Smith Brain Trust / January 20, 2021

Are We There Yet: What Happened to the Driverless Revolution?

Why the Hype Around Driverless Cars Has Slowed

Are We There Yet: What Happened to the Driverless Revolution?

SMITH BRAIN TRUST  A few years ago, it seemed like the driverless revolution was upon us. In a few short years, we were told, we wouldn’t need cars of our own. We’d simply summon driverless vehicles to take us from place to place.

Then, something happened, and it seemed like the whole dream was run off the road.
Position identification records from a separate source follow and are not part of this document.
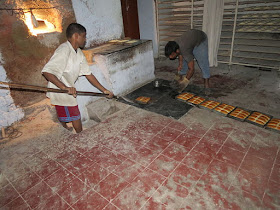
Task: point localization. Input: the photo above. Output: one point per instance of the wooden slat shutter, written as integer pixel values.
(175, 17)
(251, 33)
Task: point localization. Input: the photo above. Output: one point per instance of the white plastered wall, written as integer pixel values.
(102, 19)
(9, 113)
(147, 22)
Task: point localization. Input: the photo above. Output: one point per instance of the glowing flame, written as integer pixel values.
(43, 27)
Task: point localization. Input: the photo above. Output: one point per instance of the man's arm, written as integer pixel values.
(53, 79)
(190, 69)
(180, 57)
(92, 79)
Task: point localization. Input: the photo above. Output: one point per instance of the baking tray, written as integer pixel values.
(209, 102)
(255, 123)
(237, 110)
(222, 105)
(196, 100)
(273, 129)
(188, 96)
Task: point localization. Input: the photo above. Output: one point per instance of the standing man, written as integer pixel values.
(63, 69)
(193, 44)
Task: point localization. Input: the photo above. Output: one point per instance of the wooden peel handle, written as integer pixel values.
(44, 89)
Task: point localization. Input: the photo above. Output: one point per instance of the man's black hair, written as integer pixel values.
(171, 47)
(74, 28)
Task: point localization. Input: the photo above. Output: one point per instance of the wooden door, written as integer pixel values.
(130, 18)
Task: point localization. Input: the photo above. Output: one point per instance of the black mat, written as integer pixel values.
(162, 100)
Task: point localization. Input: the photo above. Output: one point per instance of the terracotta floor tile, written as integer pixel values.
(93, 175)
(3, 181)
(271, 198)
(26, 182)
(109, 159)
(187, 140)
(79, 165)
(231, 156)
(130, 198)
(73, 191)
(177, 125)
(37, 194)
(275, 176)
(257, 165)
(196, 129)
(110, 207)
(36, 159)
(250, 183)
(197, 161)
(176, 151)
(153, 204)
(7, 194)
(66, 157)
(144, 156)
(18, 204)
(163, 165)
(209, 148)
(169, 134)
(91, 200)
(240, 140)
(225, 127)
(157, 144)
(47, 168)
(148, 181)
(59, 179)
(198, 200)
(171, 194)
(185, 176)
(53, 203)
(128, 170)
(16, 171)
(215, 136)
(219, 174)
(264, 152)
(111, 186)
(239, 199)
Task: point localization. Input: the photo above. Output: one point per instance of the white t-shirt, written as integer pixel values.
(67, 65)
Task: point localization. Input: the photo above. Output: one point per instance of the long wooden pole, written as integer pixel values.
(44, 89)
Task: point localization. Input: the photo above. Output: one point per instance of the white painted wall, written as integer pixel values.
(147, 22)
(9, 113)
(102, 19)
(120, 72)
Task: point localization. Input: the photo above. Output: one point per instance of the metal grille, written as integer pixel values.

That something, says Maryland Smith’s David Kirsch, was a hard dose of reality and an overdue tempering of expectations.

“What we’re seeing is the almost inevitable reaction to the over-optimistic expectations that had been heaped upon the autonomous vehicle sector,” says Kirsch, an associate professor at the University of Maryland’s Robert H. Smith School of Business. “There's still an enormous amount of energy and enthusiasm and optimism for the sector and for its overall prospects, but people are recognizing it's maybe harder than was initially presumed.”

It’s easy to see where driverless cars veered off of the path when the hype was building, Kirsch says. In 2019, first Lyft and then Uber riled up investors by betting big on self-driving taxis as they went public. Even Tesla’s Elon Musk was promising a million robo-taxis on the road by the end of 2020. An official count of Tesla robotaxis on Dec 31, 2020? Zero.
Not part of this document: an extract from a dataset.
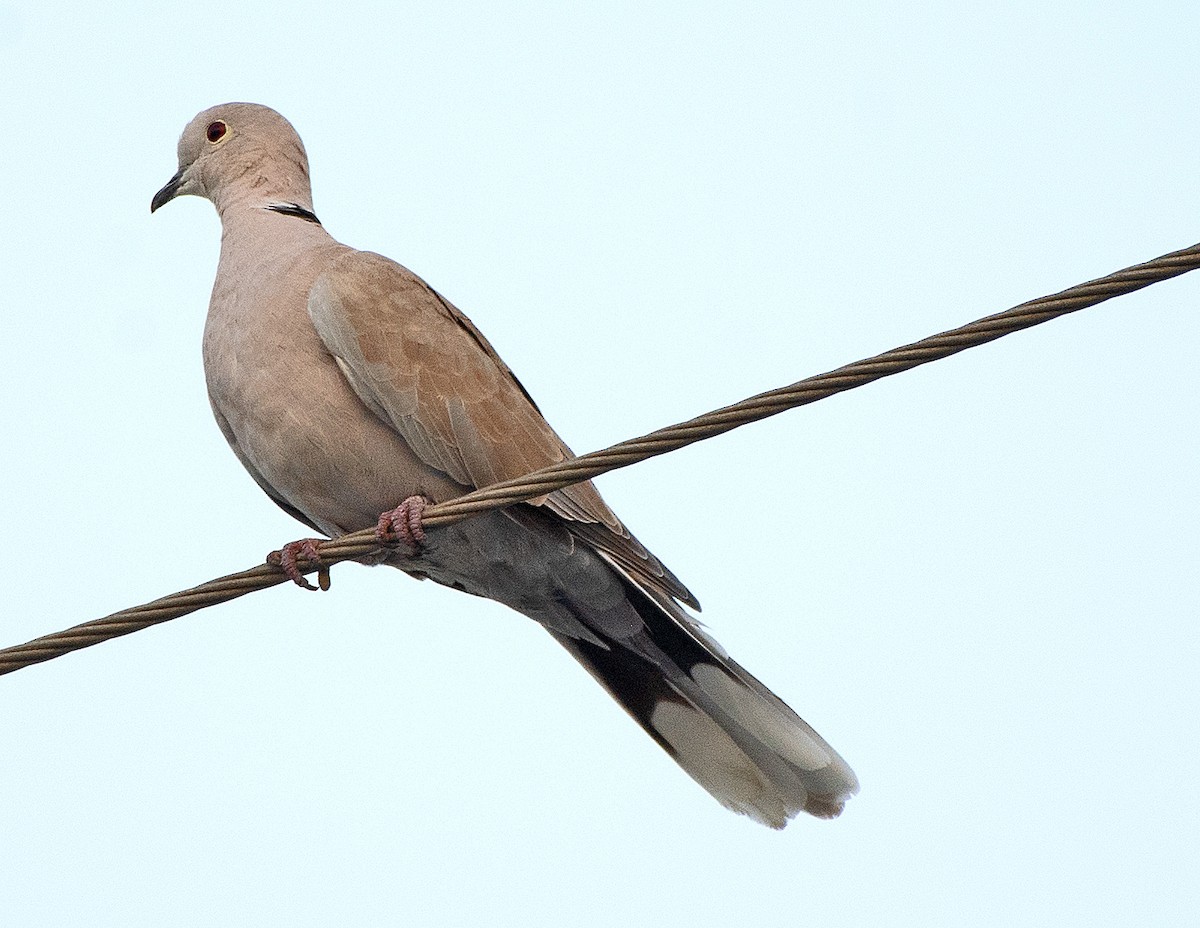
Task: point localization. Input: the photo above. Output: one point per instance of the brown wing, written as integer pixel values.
(423, 367)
Delays in the technology’s development changed those plans. Uber recently shifted gears, selling its self-driving division to Aurora in a deal valued at roughly $4 billion – almost half of what it was said to be worth in 2019.

“At the time, Uber and Lyft needed a narrative that supported future growth and profitability in order to go public, and that meant a future of autonomous vehicles,” says Kirsch. “Ride-hailing, it turned out, wasn't really going to be a great business model, but if they could convince investors that the future is driverless, then they could be profitable. That talk got people excited and potentially enabled them to overlook some of the inherent weaknesses in their base business models.”

As for the road ahead for driverless cars, Kirsch believes it could follow the Hemingway Law of Motion: Change will happen gradually, and then suddenly.

Waymo, a Google subsidiary, is looking to be part of that change as it announced it is moving away from the “self-driving” concept and focusing more on “autonomy,” vehicles will dispense with the driver control altogether. It’s a move that opens the pathway for companies to experiment with autonomous vehicles in other environments and scenarios, Kirsch says.

Long haul trucking and local delivery are both potential proving grounds, he says. Highways, while dangerous because of speed, are also the most predictable environments, while local deliveries typically take place in low-speed zones. Even farmland could be useful in testing autonomous vehicles, he says.

“Farming offers a potential win-win for tech companies and farmers,” Kirsch says. “Companies can take advantage of reduced regulatory oversight and farmers can try out autonomous tractors.”

Regardless, a shaking out of the industry may be in order, Kirsch says, and there may very well be a future in which tech companies provide software and mechanical products to automobile manufacturers, in much the same way Intel provides parts to computer manufacturers. But that’s to be determined.

In the meantime, Kirsch says, people can still hold out hope for a future with driverless cars, just don’t expect that red light to turn green any time soon.

“The long and short of it is that autonomous vehicle technology is progressing, but uncertainties abound. We can’t yet see exactly how it's going to work or what it will look like,” Kirsch says. “I think it is safe to say, though, that the timeline has been pushed back.”